Monday, Jun. 16, 1997

CANADA DIVIDING ITSELF

By ANDREW PURVIS/OTTAWA

The campaign advertisement was designed to push buttons, and it did. Framed in tight close-up were four politicians from Canada's mainly French-speaking province of Quebec, including the incumbent Prime Minister, Jean Chretien. A red line slashed across their faces. Wasn't it time that voters heard a voice for "all Canadians" and "not just Quebec politicians?" asked the narrator. Incensed Quebeckers charged the sponsors of the ad, the western-based Reform Party, with bigotry and racism. In the west, by contrast, the message struck a sympathetic chord. The Reform Party went on to capture 60 seats in Parliament, second only to Chretien's victorious Liberals.

The ad and last week's election dramatized a new deterioration in Canadian political life. The new Parliament is more regionally Balkanized than at any other time in the country's 130-year history. The Reform Party nearly swept the provinces of Alberta and British Columbia but failed to pick up a single seat east of the Prairies. In Quebec the separatist Bloc Quebecois took a majority of the 75 seats in its home province. And even Chretien's Liberals depended for two-thirds of its majority on a single province, Ontario. The new fault lines could not come at a worse time. Quebec separatist leaders have sworn to hold a referendum on independence within two years.

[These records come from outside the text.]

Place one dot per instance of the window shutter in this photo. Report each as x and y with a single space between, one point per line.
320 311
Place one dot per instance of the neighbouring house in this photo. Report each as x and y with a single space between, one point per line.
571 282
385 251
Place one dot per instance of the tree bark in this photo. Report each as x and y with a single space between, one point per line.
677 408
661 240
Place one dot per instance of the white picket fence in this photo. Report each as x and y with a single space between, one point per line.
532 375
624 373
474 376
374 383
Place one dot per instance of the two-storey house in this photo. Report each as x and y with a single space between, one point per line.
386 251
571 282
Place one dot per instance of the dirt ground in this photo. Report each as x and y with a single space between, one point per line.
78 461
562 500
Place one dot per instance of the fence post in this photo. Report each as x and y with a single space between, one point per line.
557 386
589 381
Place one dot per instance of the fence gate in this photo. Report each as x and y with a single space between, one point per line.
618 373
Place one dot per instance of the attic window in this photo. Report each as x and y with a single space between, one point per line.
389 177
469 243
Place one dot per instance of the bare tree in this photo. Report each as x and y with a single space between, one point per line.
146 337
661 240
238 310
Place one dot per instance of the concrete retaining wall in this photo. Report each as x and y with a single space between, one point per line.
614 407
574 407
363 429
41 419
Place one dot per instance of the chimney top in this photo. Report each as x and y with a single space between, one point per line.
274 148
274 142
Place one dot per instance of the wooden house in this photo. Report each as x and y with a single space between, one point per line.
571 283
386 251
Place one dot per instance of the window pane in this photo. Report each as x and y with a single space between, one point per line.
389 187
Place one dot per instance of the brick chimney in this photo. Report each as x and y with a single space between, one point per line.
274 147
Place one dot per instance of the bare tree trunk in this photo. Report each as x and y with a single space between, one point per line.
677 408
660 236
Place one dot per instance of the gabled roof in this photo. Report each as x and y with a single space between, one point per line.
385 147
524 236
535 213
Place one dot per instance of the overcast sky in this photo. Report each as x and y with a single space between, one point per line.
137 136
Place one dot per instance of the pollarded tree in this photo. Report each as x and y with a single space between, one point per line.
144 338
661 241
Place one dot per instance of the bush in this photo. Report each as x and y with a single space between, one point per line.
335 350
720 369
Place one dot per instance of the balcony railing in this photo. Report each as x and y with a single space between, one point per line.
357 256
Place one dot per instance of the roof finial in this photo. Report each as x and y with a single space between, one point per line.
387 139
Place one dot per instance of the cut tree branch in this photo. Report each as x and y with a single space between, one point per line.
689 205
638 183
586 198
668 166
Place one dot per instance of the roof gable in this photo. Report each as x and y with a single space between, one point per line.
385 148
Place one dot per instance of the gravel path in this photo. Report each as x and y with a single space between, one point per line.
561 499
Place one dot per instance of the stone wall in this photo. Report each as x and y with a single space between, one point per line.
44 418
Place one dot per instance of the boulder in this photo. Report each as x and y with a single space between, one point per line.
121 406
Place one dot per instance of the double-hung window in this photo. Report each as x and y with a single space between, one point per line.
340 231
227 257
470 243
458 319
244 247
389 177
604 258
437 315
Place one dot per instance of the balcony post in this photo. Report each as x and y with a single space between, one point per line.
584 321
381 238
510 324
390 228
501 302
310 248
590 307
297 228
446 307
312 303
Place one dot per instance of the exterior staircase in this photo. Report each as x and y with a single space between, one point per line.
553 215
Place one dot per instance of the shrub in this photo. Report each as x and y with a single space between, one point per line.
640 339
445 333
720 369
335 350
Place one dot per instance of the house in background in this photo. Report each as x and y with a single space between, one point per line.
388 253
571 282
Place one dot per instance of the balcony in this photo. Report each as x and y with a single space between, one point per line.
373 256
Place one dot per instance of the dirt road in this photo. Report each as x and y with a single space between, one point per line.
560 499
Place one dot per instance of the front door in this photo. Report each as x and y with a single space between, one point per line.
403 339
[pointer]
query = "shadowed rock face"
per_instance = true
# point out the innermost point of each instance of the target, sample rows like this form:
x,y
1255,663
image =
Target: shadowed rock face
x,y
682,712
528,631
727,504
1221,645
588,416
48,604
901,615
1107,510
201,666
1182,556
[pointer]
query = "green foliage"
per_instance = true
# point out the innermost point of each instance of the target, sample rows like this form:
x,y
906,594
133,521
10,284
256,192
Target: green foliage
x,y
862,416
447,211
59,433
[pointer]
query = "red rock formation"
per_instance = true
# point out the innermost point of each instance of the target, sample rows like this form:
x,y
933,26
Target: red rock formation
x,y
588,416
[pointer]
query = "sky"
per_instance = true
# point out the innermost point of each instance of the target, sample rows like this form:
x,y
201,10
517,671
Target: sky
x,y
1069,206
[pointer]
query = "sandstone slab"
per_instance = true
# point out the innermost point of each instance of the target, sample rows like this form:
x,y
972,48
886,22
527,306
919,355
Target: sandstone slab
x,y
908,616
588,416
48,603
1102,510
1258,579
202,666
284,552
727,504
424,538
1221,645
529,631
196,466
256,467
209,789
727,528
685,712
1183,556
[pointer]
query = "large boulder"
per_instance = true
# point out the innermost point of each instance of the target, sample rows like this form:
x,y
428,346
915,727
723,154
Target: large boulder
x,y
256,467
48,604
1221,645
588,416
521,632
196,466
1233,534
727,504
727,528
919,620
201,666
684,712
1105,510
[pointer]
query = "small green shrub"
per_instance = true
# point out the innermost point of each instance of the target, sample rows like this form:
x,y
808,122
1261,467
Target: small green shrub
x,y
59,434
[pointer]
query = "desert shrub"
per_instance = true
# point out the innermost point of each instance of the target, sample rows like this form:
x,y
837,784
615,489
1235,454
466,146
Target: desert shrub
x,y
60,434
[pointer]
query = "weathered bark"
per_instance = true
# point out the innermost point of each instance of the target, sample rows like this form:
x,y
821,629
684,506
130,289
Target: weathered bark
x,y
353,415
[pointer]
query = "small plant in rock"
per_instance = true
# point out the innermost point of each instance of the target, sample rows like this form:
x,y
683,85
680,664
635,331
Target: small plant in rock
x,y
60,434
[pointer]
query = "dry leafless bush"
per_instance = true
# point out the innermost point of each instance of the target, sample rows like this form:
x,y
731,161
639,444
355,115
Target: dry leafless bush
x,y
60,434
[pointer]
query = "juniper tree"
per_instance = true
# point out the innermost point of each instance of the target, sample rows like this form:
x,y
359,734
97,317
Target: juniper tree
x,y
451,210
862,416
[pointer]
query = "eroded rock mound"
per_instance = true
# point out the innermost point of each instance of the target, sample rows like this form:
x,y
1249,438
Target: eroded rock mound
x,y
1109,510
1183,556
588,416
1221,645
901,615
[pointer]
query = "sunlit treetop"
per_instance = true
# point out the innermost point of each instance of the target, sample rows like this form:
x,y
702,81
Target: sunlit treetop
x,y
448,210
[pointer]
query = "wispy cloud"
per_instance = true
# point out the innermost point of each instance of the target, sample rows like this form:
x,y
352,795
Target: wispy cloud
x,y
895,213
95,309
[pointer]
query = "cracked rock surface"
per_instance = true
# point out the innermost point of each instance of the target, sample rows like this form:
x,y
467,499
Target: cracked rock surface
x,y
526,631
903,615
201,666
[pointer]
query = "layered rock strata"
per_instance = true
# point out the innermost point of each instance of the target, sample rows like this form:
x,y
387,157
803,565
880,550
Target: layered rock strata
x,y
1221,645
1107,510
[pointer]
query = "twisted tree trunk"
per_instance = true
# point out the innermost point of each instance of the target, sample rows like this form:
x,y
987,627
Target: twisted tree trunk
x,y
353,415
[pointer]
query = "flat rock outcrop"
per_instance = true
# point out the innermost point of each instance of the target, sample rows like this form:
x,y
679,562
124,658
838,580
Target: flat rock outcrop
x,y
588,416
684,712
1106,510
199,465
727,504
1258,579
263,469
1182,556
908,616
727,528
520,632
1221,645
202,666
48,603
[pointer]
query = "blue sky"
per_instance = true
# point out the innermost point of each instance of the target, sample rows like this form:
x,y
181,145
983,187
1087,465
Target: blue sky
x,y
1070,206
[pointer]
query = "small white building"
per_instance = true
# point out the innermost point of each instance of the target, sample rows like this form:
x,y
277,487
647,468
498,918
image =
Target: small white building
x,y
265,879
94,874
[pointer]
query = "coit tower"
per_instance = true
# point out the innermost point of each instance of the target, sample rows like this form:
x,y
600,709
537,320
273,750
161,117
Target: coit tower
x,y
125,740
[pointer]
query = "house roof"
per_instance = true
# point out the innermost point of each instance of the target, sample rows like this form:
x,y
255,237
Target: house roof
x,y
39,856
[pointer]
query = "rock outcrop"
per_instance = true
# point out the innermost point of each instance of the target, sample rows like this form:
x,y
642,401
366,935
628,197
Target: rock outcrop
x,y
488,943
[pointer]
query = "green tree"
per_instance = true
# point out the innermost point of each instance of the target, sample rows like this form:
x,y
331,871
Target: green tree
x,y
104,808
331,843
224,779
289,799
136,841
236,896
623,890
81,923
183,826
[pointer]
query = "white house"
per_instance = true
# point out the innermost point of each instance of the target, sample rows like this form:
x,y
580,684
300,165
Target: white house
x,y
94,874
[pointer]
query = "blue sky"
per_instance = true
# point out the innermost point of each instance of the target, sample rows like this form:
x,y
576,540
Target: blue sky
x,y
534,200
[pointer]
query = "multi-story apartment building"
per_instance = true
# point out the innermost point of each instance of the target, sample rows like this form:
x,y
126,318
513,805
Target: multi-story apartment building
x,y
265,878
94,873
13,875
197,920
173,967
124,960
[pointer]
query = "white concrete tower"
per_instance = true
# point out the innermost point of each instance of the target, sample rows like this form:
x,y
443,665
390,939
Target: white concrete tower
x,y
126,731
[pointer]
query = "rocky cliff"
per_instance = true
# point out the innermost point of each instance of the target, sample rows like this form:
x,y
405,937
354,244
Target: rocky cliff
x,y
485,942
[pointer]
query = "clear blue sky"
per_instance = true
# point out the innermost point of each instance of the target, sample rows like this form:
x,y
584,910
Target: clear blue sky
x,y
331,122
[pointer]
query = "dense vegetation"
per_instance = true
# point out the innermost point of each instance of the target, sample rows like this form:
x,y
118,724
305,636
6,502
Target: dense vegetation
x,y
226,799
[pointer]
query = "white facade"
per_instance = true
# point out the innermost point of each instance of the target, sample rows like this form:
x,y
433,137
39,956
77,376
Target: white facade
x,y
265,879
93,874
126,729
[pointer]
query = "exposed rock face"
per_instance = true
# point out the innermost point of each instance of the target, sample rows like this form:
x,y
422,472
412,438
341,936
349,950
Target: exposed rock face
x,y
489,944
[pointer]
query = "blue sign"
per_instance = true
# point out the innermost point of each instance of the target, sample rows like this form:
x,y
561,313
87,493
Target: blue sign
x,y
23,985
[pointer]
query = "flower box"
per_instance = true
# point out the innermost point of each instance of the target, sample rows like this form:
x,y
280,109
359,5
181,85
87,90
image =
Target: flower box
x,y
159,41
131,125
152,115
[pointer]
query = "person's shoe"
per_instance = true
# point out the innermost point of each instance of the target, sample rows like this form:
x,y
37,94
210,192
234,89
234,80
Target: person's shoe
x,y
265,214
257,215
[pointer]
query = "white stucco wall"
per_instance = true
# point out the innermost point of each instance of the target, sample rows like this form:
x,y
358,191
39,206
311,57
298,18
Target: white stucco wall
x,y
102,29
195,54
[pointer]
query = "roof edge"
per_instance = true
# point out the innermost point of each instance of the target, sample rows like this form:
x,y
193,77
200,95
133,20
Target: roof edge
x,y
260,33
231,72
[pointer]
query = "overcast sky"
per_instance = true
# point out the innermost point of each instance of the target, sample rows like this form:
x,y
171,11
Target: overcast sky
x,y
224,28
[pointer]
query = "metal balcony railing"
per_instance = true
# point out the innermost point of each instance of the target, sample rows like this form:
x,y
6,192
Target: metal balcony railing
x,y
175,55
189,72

Prime Minister Chretien is already blamed by opponents for coming within 50,000 votes of "losing the country" in the last referendum, in 1995. His government has attempted to promote the idea of Canadian unity in Quebec and has tried to persuade the country's provincial leaders to recognize Quebec as a "distinct society" in the country's constitution. "It's a question of dignity," Chretien told TIME last week. "The fact that 85% of Quebeckers speak French is not a concept. It's a reality."

But such a change would require the consent of voters in western Canada. There the Reform Party leader, Preston Manning, campaigned specifically against such constitutional recognition for Quebec. In Canada's new Parliament, that position is likely to gain currency. "We have seen the true face of the rest of Canada, and it is Preston Manning," said a former Quebec politician last week.

With Manning's party the official opposition, many are worried that his hardball tactic will only galvanize nationalist sentiment in Quebec. Canada is without a truly national political party to bridge the deepening regional divides, creating the fear that it is a country slowly falling apart.